Non si può tornare a piedi in silenzio e solitudine, nella mia città. Neanche quando cala un velo, un velo appena, di oscurità: già lampeggiano le luci artificiali e qualcuno ti ferma, oppure ti trovi ad attirarlo tu in una chiacchierata.
Nella piazza dal volto stanco incrocio un compagno di tifo in bicicletta; presto se ne aggiunge un altro. Contagioso, passa un ragazzo con il berretto della mia Pro Patria. Siamo tutti qui.
Devo sbrigare un sacco di commissioni, e mi aspettano, ma il tempo si ferma nella mia città, nella mia piazza. Una conversazione che parte dallo stadio e abbraccia il mondo intero.
Mi accorgo che le parole amare e preoccupate sul futuro, pronunciate dal compagno di tifo in bici, sono accompagnate da sfumature di stanchezza anche sul viso. Mi accorgo che non riusciamo a vedere quell'ombra di rosa del tramonto esitante, quella che grida come sia solo un arrivederci.
Ci sentiamo incerti di tutto questo mondo a singhiozzo. L'unica sicurezza è che ci troveremo là, nel nostro stadio. E quando non ci potrò andare, mi sentirò una tigre in gabbia. Ci sentiremo.
Il mondo va a rotoli, e la città che si veste di mille feste apparenti, mi appare esausta come il pianeta intero.

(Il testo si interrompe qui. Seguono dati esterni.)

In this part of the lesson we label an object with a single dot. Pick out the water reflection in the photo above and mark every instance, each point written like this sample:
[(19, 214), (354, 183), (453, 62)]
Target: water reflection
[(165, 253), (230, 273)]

Eppure c'è una squadra, anzi è l'unica squadra, quella che incontri mentre calpesti con amore la terra delle tue radici: è bianca, è blu, e ha tutti i colori del mondo. Se lo vuoi. Siamo noi, incerti e fedeli, stanchi e sempre in cammino.
Che dire? un amore casalingo, di famiglia, un dovere senza peso. Una squadra come la sua città.